What's to prevent OPEC from manipulating CL?

Discussion in 'Energy Futures' started by scriabinop23, Oct 3, 2006.

  1. Specifically, would there be any downside for an OPEC member to buy massive amounts of contracts to support prices on front month?

    Worst case, they take delivery on the oil and store it. In the meanwhile, spot prices for the entire market are levitated.

    I did some math, and assuming (hopefully correctly) the largest ultra large tankers carry 2.5m barrels, that is equivilent to 2500 CL contracts. Bought or sold at the right time, a tanker or three a day can manipulate the price of oil to the whims and desires of whoever does the manipulating. Total volume of CL front month has been averaging about 10-12k lately. In other words, 5 ULCC tankers trade hands TOTAL every day on NYMEX front month. Quite small # actually.

    Please debunk my theory with expertise of over the counter transactions that ignore possible nymex price manipulation.
  2. Of course they do......this has been going on during the whole oil price run. What else should they do with their hundreds of billions that are traded through out the world in various markets. They have groups of traders based in Dubai that trade LONG and SHORT positions in oil all the time.

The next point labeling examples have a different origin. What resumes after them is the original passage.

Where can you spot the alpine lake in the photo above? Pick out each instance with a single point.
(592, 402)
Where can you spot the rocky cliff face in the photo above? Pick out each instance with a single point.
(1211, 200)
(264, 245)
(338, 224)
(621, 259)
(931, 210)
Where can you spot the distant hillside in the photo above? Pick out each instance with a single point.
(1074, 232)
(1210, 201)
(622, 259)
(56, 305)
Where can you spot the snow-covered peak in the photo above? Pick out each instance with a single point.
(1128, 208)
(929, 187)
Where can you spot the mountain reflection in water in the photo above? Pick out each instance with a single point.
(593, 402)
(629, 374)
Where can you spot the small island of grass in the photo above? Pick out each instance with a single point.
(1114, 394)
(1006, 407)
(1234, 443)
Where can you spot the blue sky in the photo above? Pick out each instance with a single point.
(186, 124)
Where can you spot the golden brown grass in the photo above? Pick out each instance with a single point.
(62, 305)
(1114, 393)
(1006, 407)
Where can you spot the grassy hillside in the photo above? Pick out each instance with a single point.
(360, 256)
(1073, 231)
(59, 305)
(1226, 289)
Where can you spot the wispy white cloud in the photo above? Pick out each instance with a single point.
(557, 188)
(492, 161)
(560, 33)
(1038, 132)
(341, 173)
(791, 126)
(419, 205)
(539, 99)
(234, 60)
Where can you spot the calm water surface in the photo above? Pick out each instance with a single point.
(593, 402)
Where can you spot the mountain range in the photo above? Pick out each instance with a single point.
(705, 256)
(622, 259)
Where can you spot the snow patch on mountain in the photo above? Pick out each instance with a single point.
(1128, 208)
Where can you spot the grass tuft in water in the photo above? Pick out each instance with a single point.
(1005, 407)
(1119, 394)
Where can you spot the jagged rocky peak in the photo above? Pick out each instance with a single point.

    In my opinion oil will not be able to rally much until after November..........back scratching month in play. :eek:
  3. If you know and believe that, then you'd be crazy NOT to buy every dip on futures due to expire after our elections ...
  4. I will be LONG oil very soon (as a swing trade)....just give it another couple of weeks. I take oil position trades on occasion but I am trading small for at least two more weeks. First you have to get everyone SHORT to then rip there throats out after the elections are over as we then head into winter.
  5. The OTC market for crude (and all other energy products) is much larger than NYMEX.

    Your assumption that "spot prices for the entire market are levitated" is incorrect. Basis risk can't be ignored.

    If OPEC members buy massive amounts of NYMEX front month CL and take delivery where are they going to put it? Have they built/leased storage facilities in Cushing or another deliverable location that the market doesn't know about? There aren't a lot of storage facilities sitting empty waiting for OPEC to call...

    Last but not least, when you try and "manipulate" a market by taking on huge size it's rare that you're able to liquidate your position in an efficient manner. Google Metallgesellschaft for a good example.
  6. There may well be evil cartels manipulating the price of crude, but they are more likely to be in New York than in Dubai or Vienna.
  7. contango


    Crude has historically been backwardated so spot is usually expected to be higher. Why would OPEC take on increased risk of ownership in a declining market...? Besides, OPEC is a representative group of producing countries responsible for only about 30-40% of global production. It takes them ages to agree a production cut and which member countries should bear the cut, considering they're already producing at the lower end of capacity. Imagine the negotiations required to organise large scale contract purchases and which members should pay for them. Imagine the chaos of organising freight and sharing of deliveries and how the market would then squeeze them, safe in the knowledge that they now have to sell even more, considering there is pretty much no storage around these days? If they shifted deliveries they would have to eat the basis because they sure aren't going to recover it in the market at the moment.
  8. Emrosie


    Just a quick note that the average number of CL contracts traded between the NYMEX and ICE has been in a range of 400,000 - 750,000 contracts a day over the past few months.
  9. I know .. should have corrected myself and debunked my own idea -- I was just browsing daily volume as displayed on IB bar charts. Far from accurate. Their chart data can be way off.

    With this taken into account, I can't conceive on how a market like this could be manipulated very much by trading activity.
  10. Emrosie


    In the long-term that market can't be manipulated, but in the short term it certainly can be manipulated.

    There is the "paper" which is the traders calling into the floor, and there are the "locals" or the people that have a physical presence on the floor. The locals will do whatever they can to have the market go in the direction that they want, but this can only really take place on the light volume days. This is very short term manipulation.

    When the paper comes in that's when the locals can get caught, and a large hedge fund can sense that at times and squeeze the locals.

    I've witnessed big locals (those with the real money) attempt to momentum trade. The old Livingston technique, sell 200 lots and if the market moves down hard then sell 500, 1,000, etc. Then massive paper volume comes in to buy, the local is caught, and by the time he tries to get out his bank gets broken. Three very big local nat. gas traders got caught by this in hurricane Katrina and lost everything after being a local nat. gas trader for over 10 years.

    At the end of the day you're exactly right, there is too much liquidity, money, and players in this market to manipulate prices.